Fires, Eden to Addo and Nature’s Valley Trust


In the wake of the devastating fires in and around Plettenberg Bay, there has been widespread response to the plight of the regions wildlife, particularly the birds, baboons and antelope. While concern for animals is always welcome and under the circumstances understandable, Eden to Addo and Nature’s Valley Trust cautions the community against embarking on random and ill-considered artificial feeding initiatives.

After consultation with various expert authorities and agencies, we ask that the following be noted:

1) In general, we caution against the notion that Humankind should as a matter of course involve itself in solving complex disturbances to the natural world. The ecological records clearly show that nature is perfectly adept at recovering on its own – human meddling has a tendency to be an impulsive and short-term response with little to no thought of longer term consequences.

2) Wild animals are immensely resilient and adaptable and have evolved ways of coping with natural disasters such as fire. Birds and baboons in particular will readily move away to return once areas are recovering. These events also act as natural population and disease controls and are integral to the natural cycles. Animals also adapt diets to cope with such circumstances.

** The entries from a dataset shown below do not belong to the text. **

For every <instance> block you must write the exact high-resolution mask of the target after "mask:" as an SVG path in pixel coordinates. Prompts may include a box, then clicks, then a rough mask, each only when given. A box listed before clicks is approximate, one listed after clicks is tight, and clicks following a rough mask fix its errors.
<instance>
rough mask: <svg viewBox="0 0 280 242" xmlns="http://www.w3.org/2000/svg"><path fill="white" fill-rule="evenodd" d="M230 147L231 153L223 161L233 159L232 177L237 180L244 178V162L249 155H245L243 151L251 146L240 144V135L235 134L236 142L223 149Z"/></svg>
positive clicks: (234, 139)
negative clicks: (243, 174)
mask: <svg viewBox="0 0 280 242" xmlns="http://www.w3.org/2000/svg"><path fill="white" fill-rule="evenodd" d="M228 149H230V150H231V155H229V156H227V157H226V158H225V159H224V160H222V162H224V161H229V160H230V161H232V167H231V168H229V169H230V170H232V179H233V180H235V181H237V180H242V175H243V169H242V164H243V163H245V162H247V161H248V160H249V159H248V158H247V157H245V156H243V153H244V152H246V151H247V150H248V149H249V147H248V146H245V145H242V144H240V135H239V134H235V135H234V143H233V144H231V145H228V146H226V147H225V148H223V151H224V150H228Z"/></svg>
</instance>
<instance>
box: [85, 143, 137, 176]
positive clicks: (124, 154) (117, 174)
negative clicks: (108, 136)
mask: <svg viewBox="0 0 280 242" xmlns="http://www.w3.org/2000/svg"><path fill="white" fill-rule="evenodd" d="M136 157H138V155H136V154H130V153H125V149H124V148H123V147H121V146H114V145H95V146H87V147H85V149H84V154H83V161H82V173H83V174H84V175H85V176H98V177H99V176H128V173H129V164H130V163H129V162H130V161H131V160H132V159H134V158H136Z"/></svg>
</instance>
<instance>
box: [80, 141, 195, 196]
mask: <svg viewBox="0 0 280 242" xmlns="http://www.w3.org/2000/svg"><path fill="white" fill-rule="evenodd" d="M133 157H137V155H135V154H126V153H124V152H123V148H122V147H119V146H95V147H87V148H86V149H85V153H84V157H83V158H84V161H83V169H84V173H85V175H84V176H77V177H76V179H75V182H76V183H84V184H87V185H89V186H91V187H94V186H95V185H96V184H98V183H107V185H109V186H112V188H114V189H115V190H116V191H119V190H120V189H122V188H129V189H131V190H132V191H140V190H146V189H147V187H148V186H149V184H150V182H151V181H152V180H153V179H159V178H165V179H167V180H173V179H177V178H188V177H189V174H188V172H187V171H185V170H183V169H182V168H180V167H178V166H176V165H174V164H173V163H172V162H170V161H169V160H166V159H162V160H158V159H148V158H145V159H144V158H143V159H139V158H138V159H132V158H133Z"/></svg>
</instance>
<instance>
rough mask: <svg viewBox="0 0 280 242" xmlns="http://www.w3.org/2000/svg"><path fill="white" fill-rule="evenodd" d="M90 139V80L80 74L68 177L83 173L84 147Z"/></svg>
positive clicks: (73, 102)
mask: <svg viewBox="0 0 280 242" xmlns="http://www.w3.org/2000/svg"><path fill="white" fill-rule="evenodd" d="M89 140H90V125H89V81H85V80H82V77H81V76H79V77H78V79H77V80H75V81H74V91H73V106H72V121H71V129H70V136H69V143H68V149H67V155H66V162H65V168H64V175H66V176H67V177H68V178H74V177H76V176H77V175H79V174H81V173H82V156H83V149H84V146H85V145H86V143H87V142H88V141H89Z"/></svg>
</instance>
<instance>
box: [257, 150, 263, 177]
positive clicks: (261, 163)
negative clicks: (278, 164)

3) The basis for starting any feeding initiative should be based on a thorough scientific assessment after the collation of all available information. The number of birds, baboon troops and antelope, their ranges, feeding habits and numbers affected for example would be vital information to have. And in the rare case that such programmes are required, these should be informed and driven by experts in the field.

4) Any initiative that is not necessary or done on a random and unsustainable basis will in all likelihood be causing more harm than good. It may create dependency concerns and can result in a change of natural ranging and feeding patterns. And using incorrect food types may cause harm through disease and digestive issues, and feeding sites can become points of predation.

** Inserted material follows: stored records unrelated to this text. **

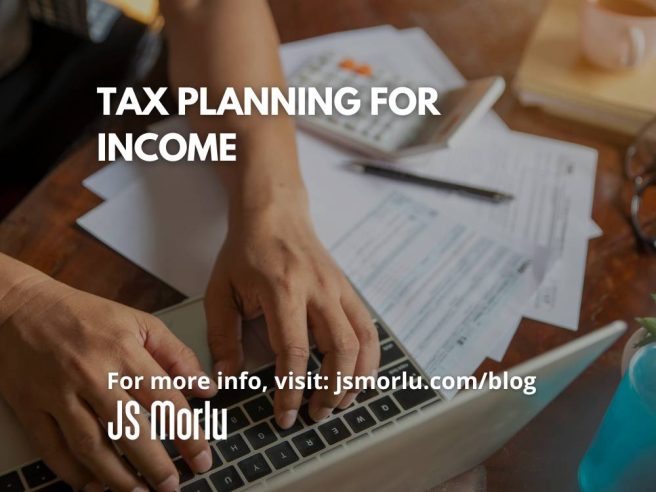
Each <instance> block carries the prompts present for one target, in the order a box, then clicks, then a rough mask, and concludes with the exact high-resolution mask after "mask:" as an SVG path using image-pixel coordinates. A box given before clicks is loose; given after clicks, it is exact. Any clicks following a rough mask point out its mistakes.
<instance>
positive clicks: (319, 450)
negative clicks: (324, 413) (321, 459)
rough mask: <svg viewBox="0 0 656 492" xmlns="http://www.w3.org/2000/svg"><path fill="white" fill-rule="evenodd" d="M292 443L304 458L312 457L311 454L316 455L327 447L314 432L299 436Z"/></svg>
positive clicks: (316, 434)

5) However, urban gardens close to badly burnt areas can become refuges or corridors for certain species. Supplementing food in these circumstances should be done under expert opinion, and we urge mimicking natural foods by using seeds, fruit and water for example. For input in this regard, please contact Nature’s Valley Trust:

6) Feeding primates is an immensely complex issue and if at all possible, should be avoided. If baboons have taken to raiding homes and gardens, then all attempts should be made to deal with this issue at point of conflict. Opening feeding points will simply give them an additional feeding site without solving the conflict.

7) To make a meaningful long term contribution, we suggest residents embark on alien vegetation clearing programmes. Species such as pine and wattle played a significant role in spreading the fires and currently, the Garden Route faces very serious ecosystem and biodiversity challenges because of the alien invasion. In addition, we suggest planting indigenous species that will attract birds and other wild species.

8) We also believe that this fire provides an opportunity to educate kids and the wider community about the nature of fires along the Garden Route and how to become fire wise.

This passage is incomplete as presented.